Ginger sides with Thurston Howell III on many occasions – acting as a witness during a trial over treasure, serving as a sort of spy to divulge information from Gilligan by scratching his back, and allowing herself to be bribed by Howell, such as during the election of who was to be president of the island. Her secret agent code name and her measurements were both 36-25-36.

She also becomes close friends with Mary Ann; the two are around the same age. The actresses were born in 1934 and 1938, respectively.

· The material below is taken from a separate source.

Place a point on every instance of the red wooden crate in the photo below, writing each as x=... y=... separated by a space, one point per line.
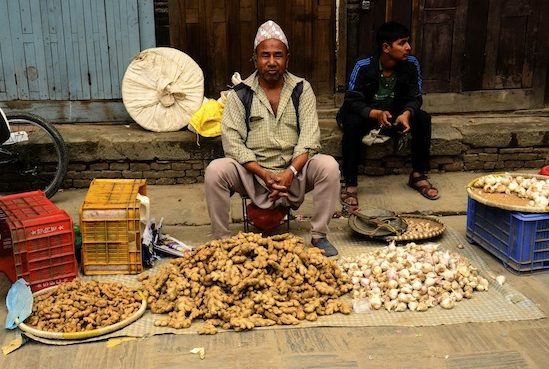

Ginger Grant, due to many prior film roles in Hollywood, spent her time on the island occasionally taking on the roles of chanteuse, barefoot fortune-teller, lab assistant, hair stylist, and psychoanalyst – as well as fronting the hastily formed island musical trio: The Honeybees. She also had to deal with a doppelganger, a plain mousy girl named Eva Grubb (also played by Tina Louise).

Unlike the other female castaways, who were seen in more than one set of clothes, Ginger initially appeared only in her evening gown. Later episodes did include changes in apparel for her as well.

== The character in Gilligan's Island reunion films ==
For the 1978 made-for-TV-movie, Rescue from Gilligan's Island, Tina Louise declined to return, for she believed the role had typecast her forever as the character; she was replaced by Judith Baldwin. Baldwin also portrayed Ginger in the sequel The Castaways on Gilligan's Island (1979), but did not return for the third sequel, The Harlem Globetrotters on Gilligan's Island (1981), where the part was played by Constance Forslund.

== Casting ==
Jayne Mansfield, a late-1950s sex symbol was offered the role of Ginger after the departure of Kit Smythe, who played Ginger as a secretary in the pilot. When Ginger was converted to a movie star, the producers swapped the actresses and asked Mansfield who was Marilyn Monroe-esque, to portray the character. However, she turned it down and was replaced by Tina Louise. For several years, there had been rumors that Louise disliked the character and for years felt it had stymied her career as a "serious" actress. However, in December 2020, Louise denied that she ever resented the role of Ginger Grant, "Never true — I loved doing my part, especially after they really started writing for my character, originally billed as a ‘Marilyn Monroe’ type of character. A different director took over and really started to write for my character. I really loved my character." Louise also said that she was very grateful to the show's fans for their continued support over the years especially during the COVID-19 pandemic, "We brought a lot of joy to people and still do. This show is an escape from so many things going on. Fathers share it with their children now. I get letters all the time about that." Judith Baldwin played her in the first and second reunion films. Constance Forslund played her in the third and final reunion film to date. Kristen Dalton played Ginger in Surviving Gilligan's Island. Tina Louise did not reprise her role in the animated-spinoffs either: in The New Adventures of Gilligan Jane Webb voiced her, while in Gilligan's Planet she was replaced by her co-star Dawn Wells. Roseanne Barr portrayed the role of Ginger in a parody episode of Roseanne.